What becomes of the Applewood Inn’s restaurant capacity may affect staffing, she said, noting the pandemic has unfortunately made many talented chefs available for work. Glick and Ripley are considering an “upscale deli concept” at the front desk and hope to serve breakfast for a fee in the historic Belden House, she said.
The two are also sketching out ideas for all-day dining and a dinner option, she said, though feasibility is a priority as first time hoteliers on their own.
The spa is also going to feel different, she said.
“Spa was always a bit of an overstatement here because it was sort of just one massage room, and we think we can do better things with that space, which is the likely location for the front desk and retail shop area,” Glick said. They plan to offer in-room massage treatments as well as a more nature-oriented experience on an outdoor pavilion, poolside or in a yurt, she said.
In a time when the hospitality industry wilts under the pandemic, Glick said she knows they may still need to prepare COVID-19 protocols for their planned summer reopening, and that she has spent the past year in the thick of such protocols, ending her time as general manager of the Kimpton Buchanan Hotel this January.

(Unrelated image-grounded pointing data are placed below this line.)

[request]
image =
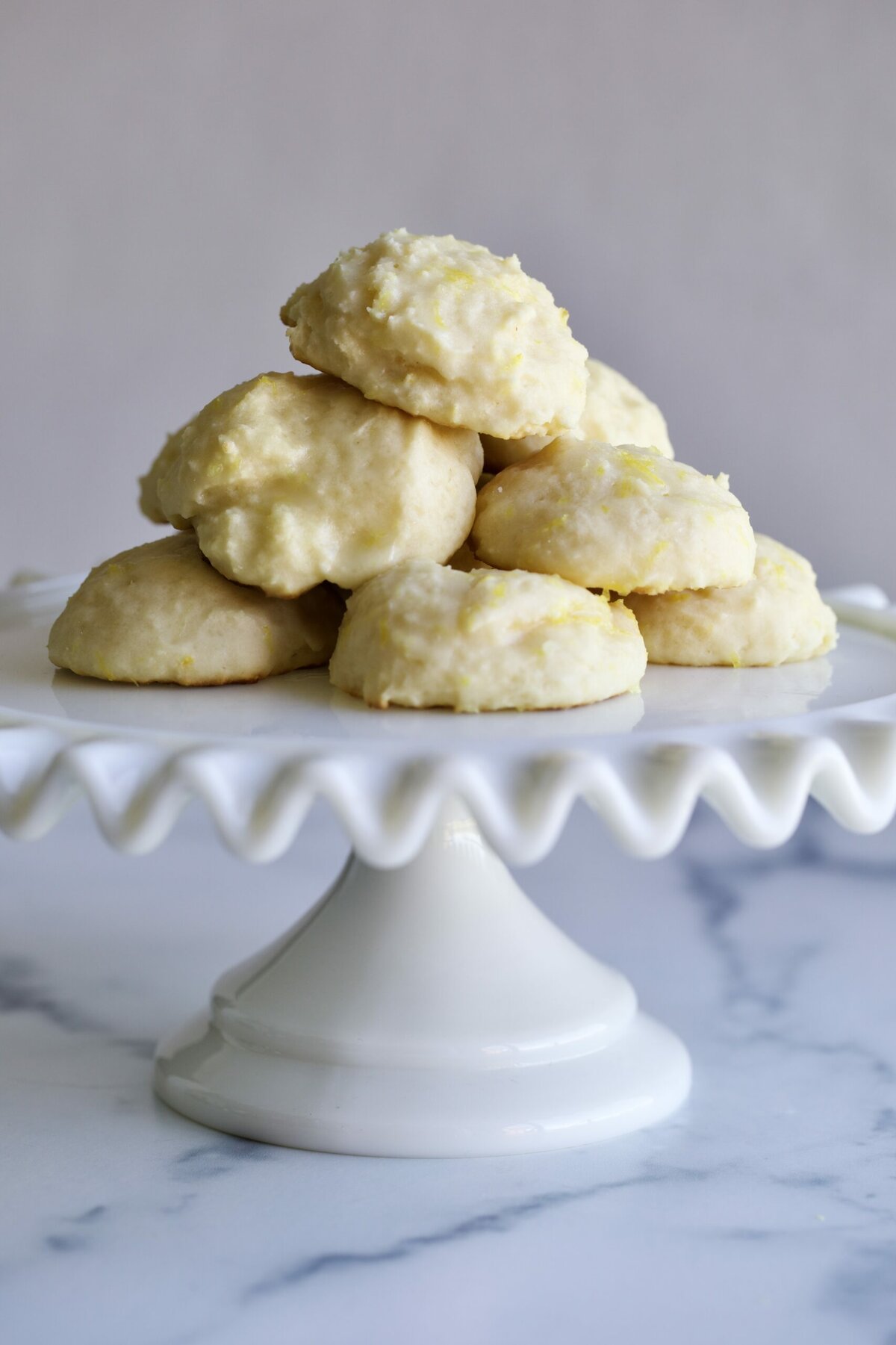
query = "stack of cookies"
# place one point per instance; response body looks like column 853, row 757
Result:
column 345, row 518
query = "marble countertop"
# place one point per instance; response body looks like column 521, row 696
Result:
column 765, row 1212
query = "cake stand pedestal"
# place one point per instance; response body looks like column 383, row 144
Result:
column 424, row 1007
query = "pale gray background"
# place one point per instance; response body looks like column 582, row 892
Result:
column 708, row 187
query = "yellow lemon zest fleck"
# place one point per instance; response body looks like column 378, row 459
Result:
column 641, row 467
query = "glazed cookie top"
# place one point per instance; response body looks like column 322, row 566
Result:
column 615, row 412
column 162, row 614
column 292, row 480
column 443, row 329
column 424, row 635
column 624, row 518
column 778, row 616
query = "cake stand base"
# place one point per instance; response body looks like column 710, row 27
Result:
column 424, row 1012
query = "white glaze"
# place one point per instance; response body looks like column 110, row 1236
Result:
column 330, row 1061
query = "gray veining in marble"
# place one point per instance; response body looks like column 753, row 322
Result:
column 765, row 1212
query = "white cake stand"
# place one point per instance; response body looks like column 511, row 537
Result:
column 424, row 1007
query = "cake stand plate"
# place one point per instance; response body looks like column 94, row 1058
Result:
column 424, row 1007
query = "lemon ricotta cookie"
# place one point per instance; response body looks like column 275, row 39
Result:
column 423, row 635
column 778, row 616
column 626, row 520
column 292, row 480
column 162, row 614
column 446, row 330
column 615, row 412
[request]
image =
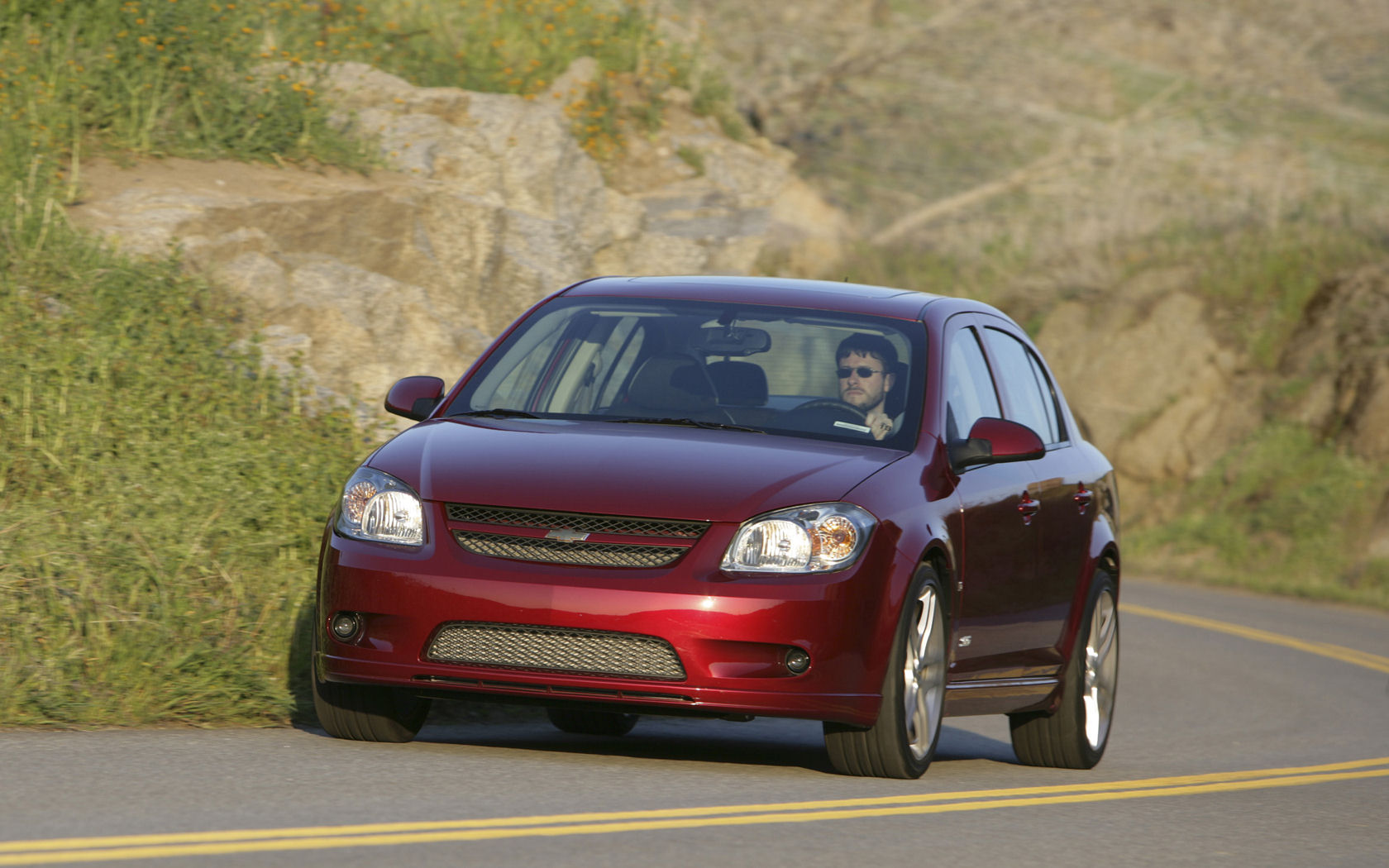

She said she believes hospitality “will rise again,” probably in Sonoma County and other major enduring destinations first.
“It’s optimistic and bright and exciting and it’s something positive that I call my COVID silver lining because I truly believe that the hotel would have been well beyond my grasp if the market had been strong,” she said.
“And maybe we’ll all still be wearing masks. But hopefully we’ll be seeing each other’s smiles by then.”
Editor's note: This article was edited to reflect the correct build date for Belden House. While the Sonoma County website's Historic Landmarks webpage states Belden House was built in 1822, Sonoma County Historical Records Commissioner and Sonoma County Genealogical Society President Steven Lovejoy said that the building was built in 1922.